Telle est exactement la position des égyptologues d'aujourd'hui. Quand ils croient tenir enfin le fil, celui-ci les mène dans une impasse. Il faut qu'ils reviennent sur leurs pas et qu'ils recommencent à chercher dans le noir. Tous les systèmes généraux se sont successivement évanouis. Les vrais savants se contentent d'exhumer des matériaux, de les étudier, puis de les classer s'il y a lieu. Cet inventaire de greffiers durera encore un siècle, peut-être deux. Après quoi, de la multitude des hypothèses qui auront été imaginées, surgira peut-être une faible lueur, prélude et aurore du plein jour. Un petit contingent de spécialistes explore lentement ce champ immense. Imaginez une tribu de taupes acharnée à soulever le Sahara!

Le cadre de la vie égyptienne, depuis des milliers d'années, n'a pas changé: même ciel d'incorruptible azur; même flot limoneux du même fleuve; même rosé tendre des montagnes. Il ne faut qu'un léger effort à l'imagination la plus pauvre pour évoquer les spectacles de la vie thébaine par exemple. Du haut du pylône de Karnak, M. Kaekebroeck lui-même verrait surgir des processions de prêtres, des parades militaires, des chars courir entre les sphinx de la voie triomphale, et le Pharaon trôner parmi ses gardes, ses eunuques et ses chasse-mouches. Mais l'âme de la vieille Égypte est encore, pour nous, un livre fermé. Sur sa sensibilité, sa façon de concevoir l'énigme du monde, sur sa vie intérieure, nous n'avons que des lueurs tremblotantes. Un homme un peu averti suit assez facilement, dans l'histoire grecque ou romaine, la courbe des idées morales et la sensibilité artistique. De l'âme farouche de la petite nation juive, qui ne bâtit qu'un seul temple, duquel il n'est pas resté pierre sur pierre, les frémissements sont venus jusqu'à nous. Rien de pareil pour l'âme de l'ancienne Égypte. Il faut se contenter d'y épeler péniblement quelques mots.
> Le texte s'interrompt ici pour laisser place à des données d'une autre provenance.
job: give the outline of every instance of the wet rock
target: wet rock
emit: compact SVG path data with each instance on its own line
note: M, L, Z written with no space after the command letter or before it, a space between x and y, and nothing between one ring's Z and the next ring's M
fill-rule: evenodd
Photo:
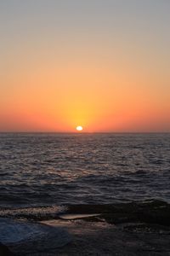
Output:
M0 255L1 256L14 256L14 254L10 250L0 242Z
M170 226L170 205L156 200L109 205L72 205L68 207L66 213L99 213L100 218L109 224L144 222ZM96 218L87 220L96 221Z

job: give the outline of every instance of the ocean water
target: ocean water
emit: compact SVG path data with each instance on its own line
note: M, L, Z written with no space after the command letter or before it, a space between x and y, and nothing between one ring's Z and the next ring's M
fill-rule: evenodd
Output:
M145 199L170 202L169 133L0 133L1 209Z

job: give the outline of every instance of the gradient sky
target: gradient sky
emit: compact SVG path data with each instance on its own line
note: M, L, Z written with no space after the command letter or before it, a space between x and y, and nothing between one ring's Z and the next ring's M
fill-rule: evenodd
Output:
M1 131L170 131L169 0L0 1Z

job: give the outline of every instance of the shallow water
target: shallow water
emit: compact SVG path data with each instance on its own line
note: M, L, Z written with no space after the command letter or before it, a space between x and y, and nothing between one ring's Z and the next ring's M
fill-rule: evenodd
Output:
M0 207L170 202L170 134L0 133Z

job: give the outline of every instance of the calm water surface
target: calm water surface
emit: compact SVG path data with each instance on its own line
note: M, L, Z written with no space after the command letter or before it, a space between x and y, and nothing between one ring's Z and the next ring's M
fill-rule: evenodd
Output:
M0 134L0 207L170 202L170 134Z

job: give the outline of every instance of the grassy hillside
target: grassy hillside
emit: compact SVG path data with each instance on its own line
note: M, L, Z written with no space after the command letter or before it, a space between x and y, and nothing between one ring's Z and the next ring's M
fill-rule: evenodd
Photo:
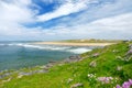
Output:
M132 79L130 44L132 43L123 42L96 48L81 54L79 62L57 64L45 73L20 76L12 70L12 75L0 80L0 88L116 88L117 85ZM22 72L36 69L44 68L35 67Z

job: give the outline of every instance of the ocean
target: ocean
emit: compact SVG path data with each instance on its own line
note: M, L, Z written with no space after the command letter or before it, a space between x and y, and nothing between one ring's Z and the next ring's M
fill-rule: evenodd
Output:
M32 42L0 42L0 70L19 69L63 61L95 47L38 45Z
Il est certain que la civilisation égyptienne est une des plus imposantes, des plus grandioses que le monde ait connues. Art, religion, droit, législation, force guerrière et conquérante: rien ne lui manqua de ce qui assure aux peuples la force, l'éclat et la durée. Cela, nous le savons. Nous ne savons rien de plus. Quant à son origine, le problème n'est pas près d'être résolu. La civilisation égyptienne est-elle fille ou mère de la civilisation chaldéenne? M. Legrain et M. de Morgan, à Karnak, nous disaient qu'il se pose aujourd'hui dans ces termes. D'autres se demandent si elles ne seraient pas toutes les deux des rameaux d'un tronc plus ancien et encore inconnu.